Unlike a condo, you aren’t buying an individual unit. Instead, you buy shares in a corporation that owns the entire building and get a stake-hold to a specific unit. Services will still be bundled into singular community payments like HOA fees. LEARN MORE

BUYER FAQ: Where can you find the breakdown of HOA fees?

Ask your REALTOR®! They can provide the full list of included services from the listing.

What’s The Word On Reserves?

An HOA payment is divided into two major areas: routine maintenance costs and savings for the association’s reserves. These reserves are applied towards “capital expenses” which are typically large-scale or emergency in nature. For example, repairing or replacing the roof is a common reason to dip into reserves.

The reserves are intended to help cover the remaining costs the building insurance doesn’t cover. If the reserves aren’t enough, then a special assessment may be implemented. Even though your HOA fees will include building insurance, it’s highly recommended, and often required, that you get homeowners insurance for your individual unit and personal property.

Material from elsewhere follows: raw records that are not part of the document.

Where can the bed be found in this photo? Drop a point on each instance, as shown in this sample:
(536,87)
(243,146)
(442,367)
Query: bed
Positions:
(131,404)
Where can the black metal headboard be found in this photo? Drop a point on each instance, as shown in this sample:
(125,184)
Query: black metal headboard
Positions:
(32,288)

Luckily, large expenditures like replacing the furnace or the roof are spaced out over many years. When it’s time to use the reserves or mandate a special monetary assessment, the homeowners association will vote on what to do.

Who Runs The Homeowners Association?

The homeowners! Typically, the association board members are elected from within the residents by all the residents in the building. During the regular HOA meetings, homeowners can discuss big projects or issues. When major decisions need to be made — like dipping into the reserves — all homeowners vote on it.

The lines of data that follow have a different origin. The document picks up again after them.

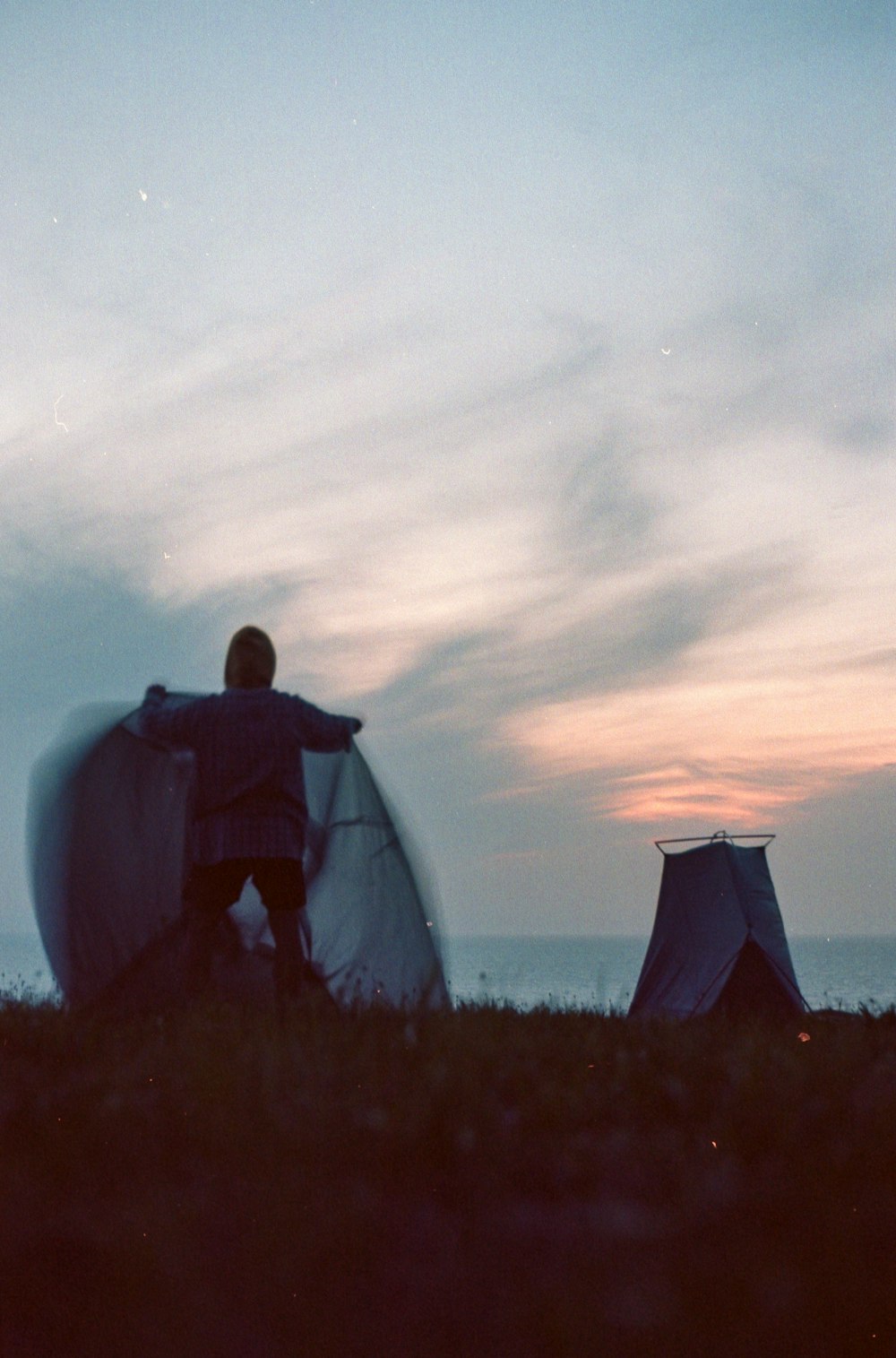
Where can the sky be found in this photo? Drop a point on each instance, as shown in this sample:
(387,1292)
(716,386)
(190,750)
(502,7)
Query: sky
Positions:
(526,369)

The board follows and implements official rules, bylaws and processes. These are sometimes called covenants or CC&Rs (Covenants, Conditions & Restrictions). CC&Rs determine what kinds of changes can be made to the exterior of your home, determine if you can own pets (and, if so, what kind), state what qualifies as a quorum on major projects in need of a vote and so on.

Buyer FAQ: What is the City of Chicago Condo Ordinance?

Chapter 13-72 of the Municipal Code of Chicago is the City of Chicago’s Condominium Ordinance. This is an official government document that protects the rights of the tenants in condo buildings. You should get a copy from your REALTOR®.

Buyer FAQ: When will you receive a copy of the bylaws or CC&R to review?

The condo association’s documents will be shared with you when you enter the attorney review period. Ask your REALTOR® to provide a complete journey of the transaction!

So, Are HOAs and HOA Fees For Me?

In Chicago, HOAs are a common entity. Explore different neighborhoods and building types if you’re interested in a condo but would like to target a specific price point in monthly HOA fees.

Here are some helpful considerations you should make as a prospective buyer so you can evaluate if a building with an HOA is the right fit for your living style:

  1. How do you prefer to pay for maintenance for your home – are you comfortable with making a monthly deposit for a future expense or with paying out of pocket when the emergency or need arises?
  2. How does something like a monthly HOA fee factor on top of your estimated monthly mortgage payment?
  3. What sorts of utilities are you comfortable being bundled into these fees?
  4. How important are lifestyle amenities like gyms, pools and common kitchens?
  5. How much freedom or autonomy do you want to make changes to your home?
  6. Do you have a preference between owner-occupied or investor-owned buildings?
  7. Do you plan on turning your home into a future investment property?

When in doubt, ask your REALTOR® about HOA fees during the homebuying process.